Writing and Other Passions

I was recently invited to speak at a grade school about what it’s like to be a writer. I’ve been thinking about what I’m going to say to them. Obviously most of what I write is going to be off limits. My stories are meant to terrify adults. Some of the horror would go right over their little heads, and some of it would put them in therapy. Talking with kids that young is important though. Grade school is when I knew I wanted to be a writer.

Call bullshit if you will, but that’s when it started. I won classroom contests for telling stories in the first grade. In fourth grade I was getting kicked out of the classroom for blowing off the work we were doing to write fiction. By the time I dropped out of high school I had hundreds of hours poured into half started novels and fantasy worlds of my own devising. I paused for a few years because I let other people convince me it was a pipe dream, but I’m back to doing it full time. Most of what I did when I was that young was blatantly rip of other writers. One short story I made involved re-writing the plot of Jaws in two pages after I discovered paragraphs. Another one was about half-eagle, half-elf archers defending the walls of their home, Lothlorien, from invading orcs. When I was a teenager the stories were a little less ripped off, but no less contrived.

Regardless, it started really young, and that’s got me thinking a lot about passions. I’m incredibly lucky to have discovered mine. While I don’t believe that every person only has one, I do believe that they are few. I also think a lot of people fool themselves into thinking that their passion is something other than what it is. If you spend four years going to nursing school because you’re certain that’s what you want to do, then discover that you hate it but keep doing it anyway, that isn’t a passion. Oh, sure, it might be a talent. It might be something you like, but if you don’t love it, if you don’t think about it even when you aren’t doing it, it isn’t a passion.

My friend Rox once said to me, “Talent is interest applied over time.” I enjoy bike riding. Over time I’ve developed the coordination, strength, knowledge, and experience necessary to do it well. You’d say I’m talented at riding a bike, even if I’m not doing backflips off of park benches. The same is true of passions, but it goes beyond that. I have a burning need to write. I’m not wearing a beret while sipping a twenty dollar IPA and talking about how tortured I am, it’s just something I do.
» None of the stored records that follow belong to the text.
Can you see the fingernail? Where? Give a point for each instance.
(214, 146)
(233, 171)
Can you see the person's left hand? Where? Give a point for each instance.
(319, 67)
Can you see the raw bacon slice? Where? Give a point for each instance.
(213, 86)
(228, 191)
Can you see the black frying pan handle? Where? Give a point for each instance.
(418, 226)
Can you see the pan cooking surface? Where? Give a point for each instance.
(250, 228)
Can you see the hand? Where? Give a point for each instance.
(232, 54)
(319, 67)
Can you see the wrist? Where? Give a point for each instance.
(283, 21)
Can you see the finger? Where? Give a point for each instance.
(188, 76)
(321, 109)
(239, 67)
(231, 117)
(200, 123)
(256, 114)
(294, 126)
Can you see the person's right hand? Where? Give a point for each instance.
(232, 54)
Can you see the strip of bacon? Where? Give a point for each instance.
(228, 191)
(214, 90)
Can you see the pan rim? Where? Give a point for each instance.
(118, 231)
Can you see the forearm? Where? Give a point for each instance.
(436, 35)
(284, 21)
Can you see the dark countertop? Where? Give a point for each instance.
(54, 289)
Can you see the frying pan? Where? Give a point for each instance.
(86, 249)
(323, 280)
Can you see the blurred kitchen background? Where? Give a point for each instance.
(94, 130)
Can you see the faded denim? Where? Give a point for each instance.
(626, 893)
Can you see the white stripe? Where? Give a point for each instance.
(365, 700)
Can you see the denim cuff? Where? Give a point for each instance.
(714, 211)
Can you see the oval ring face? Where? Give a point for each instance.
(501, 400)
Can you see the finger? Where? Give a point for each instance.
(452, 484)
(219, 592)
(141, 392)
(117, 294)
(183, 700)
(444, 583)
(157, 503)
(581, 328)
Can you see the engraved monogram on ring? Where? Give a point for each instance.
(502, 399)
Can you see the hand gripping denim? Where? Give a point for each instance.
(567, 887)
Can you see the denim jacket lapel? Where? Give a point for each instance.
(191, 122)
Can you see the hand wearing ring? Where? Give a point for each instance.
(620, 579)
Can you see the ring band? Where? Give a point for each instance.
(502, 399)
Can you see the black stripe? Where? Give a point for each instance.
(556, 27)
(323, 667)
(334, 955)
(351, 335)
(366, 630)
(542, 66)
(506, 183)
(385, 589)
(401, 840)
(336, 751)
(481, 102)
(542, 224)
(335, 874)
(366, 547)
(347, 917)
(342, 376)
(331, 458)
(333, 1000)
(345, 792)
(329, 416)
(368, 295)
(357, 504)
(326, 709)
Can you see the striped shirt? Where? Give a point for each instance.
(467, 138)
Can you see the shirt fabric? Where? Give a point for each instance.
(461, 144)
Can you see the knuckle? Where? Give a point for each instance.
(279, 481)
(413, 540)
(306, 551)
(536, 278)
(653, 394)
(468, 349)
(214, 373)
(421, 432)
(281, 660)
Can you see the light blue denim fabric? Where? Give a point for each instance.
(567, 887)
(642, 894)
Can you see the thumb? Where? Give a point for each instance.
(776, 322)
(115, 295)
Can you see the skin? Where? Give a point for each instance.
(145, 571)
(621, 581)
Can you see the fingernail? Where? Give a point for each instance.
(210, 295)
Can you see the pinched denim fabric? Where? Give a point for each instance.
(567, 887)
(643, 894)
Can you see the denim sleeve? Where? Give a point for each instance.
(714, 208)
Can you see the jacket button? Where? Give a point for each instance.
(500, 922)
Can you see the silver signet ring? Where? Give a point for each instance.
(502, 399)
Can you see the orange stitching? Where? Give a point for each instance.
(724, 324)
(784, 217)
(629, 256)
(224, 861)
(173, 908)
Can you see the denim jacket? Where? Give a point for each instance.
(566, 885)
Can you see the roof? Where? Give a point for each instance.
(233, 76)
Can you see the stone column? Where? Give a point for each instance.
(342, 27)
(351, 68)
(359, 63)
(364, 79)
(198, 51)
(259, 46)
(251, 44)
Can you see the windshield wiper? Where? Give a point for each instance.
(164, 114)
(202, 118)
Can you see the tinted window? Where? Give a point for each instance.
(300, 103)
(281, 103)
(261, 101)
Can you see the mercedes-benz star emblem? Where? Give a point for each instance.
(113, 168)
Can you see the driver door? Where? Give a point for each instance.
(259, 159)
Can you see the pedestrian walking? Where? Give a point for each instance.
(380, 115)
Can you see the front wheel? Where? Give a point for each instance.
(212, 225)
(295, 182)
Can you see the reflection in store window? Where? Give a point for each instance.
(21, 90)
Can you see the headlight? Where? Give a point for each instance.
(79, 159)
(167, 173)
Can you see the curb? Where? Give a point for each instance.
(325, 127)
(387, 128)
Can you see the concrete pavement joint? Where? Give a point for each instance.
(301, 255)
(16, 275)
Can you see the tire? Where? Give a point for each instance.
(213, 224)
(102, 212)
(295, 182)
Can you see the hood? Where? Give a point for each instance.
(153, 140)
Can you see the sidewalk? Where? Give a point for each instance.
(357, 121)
If I don’t write I feel like crap. The one thing I’ll accomplish every day, even if I don’t drag myself out of bed, is writing. I can’t imagine doing anything else for the rest of my life. I get bent out of shape when I can’t figure it out, and I crave the validation of my peers in the field. Needy? Maybe, but it’s the truth. I have a passion for this. I care about it. I keep up on industry news, and I make it a point to check in on some of the professional rags. (Although I’m probably not as well informed as I should be. Sue me, I’m passionate but lazy.)

If you feel the same way about something then it might damn well be your passion. Yours doesn’t have to be artistic. I know lots of artists, but I know a lot more people who aren’t. Music and painting are all well and good, but some people just care about their families. If raising children is all you care about then you might be a passionate mother or father. Maybe auto work is your thing? If you can take an engine apart and put it back together blindfolded you’ve probably found your bliss. Hell, I knew a guy who loved working for Mc Donald’s. Not just, “Hey, It’s a job,” I’m talking this dude loved the fast food industry. Laugh all you want, but the head manager of a busy fast food restaurant is making a lot more money than most writers. And hey, some people are happy just finding themselves. Self exploration might be your passion. It doesn’t have to be out in the physical world, sometimes it’s inside. (I think you could argue that all of it is on some level.)

Anyways, bringing it all back around, I hope one of the kids I talk to loves writing. I didn’t meet another writer until I was in my twenties. Maybe one of the kids in this classroom I’m going to speak to is the next Hemingway.  Maybe me repeating a little bit of what I just said and telling him/her about the hard work they’ll have to put it will get them to write up a storm that night. Maybe twenty years after that he/she will find that story and make a book that changes the world out of it, or at least changes theirs. Maybe one day he/she will tell the story of the writer who came and talked in grade school, who’s name he/she can’t quite remember.

Or maybe it’ll just be a good way to kill an hour. Either way, what’s your passion?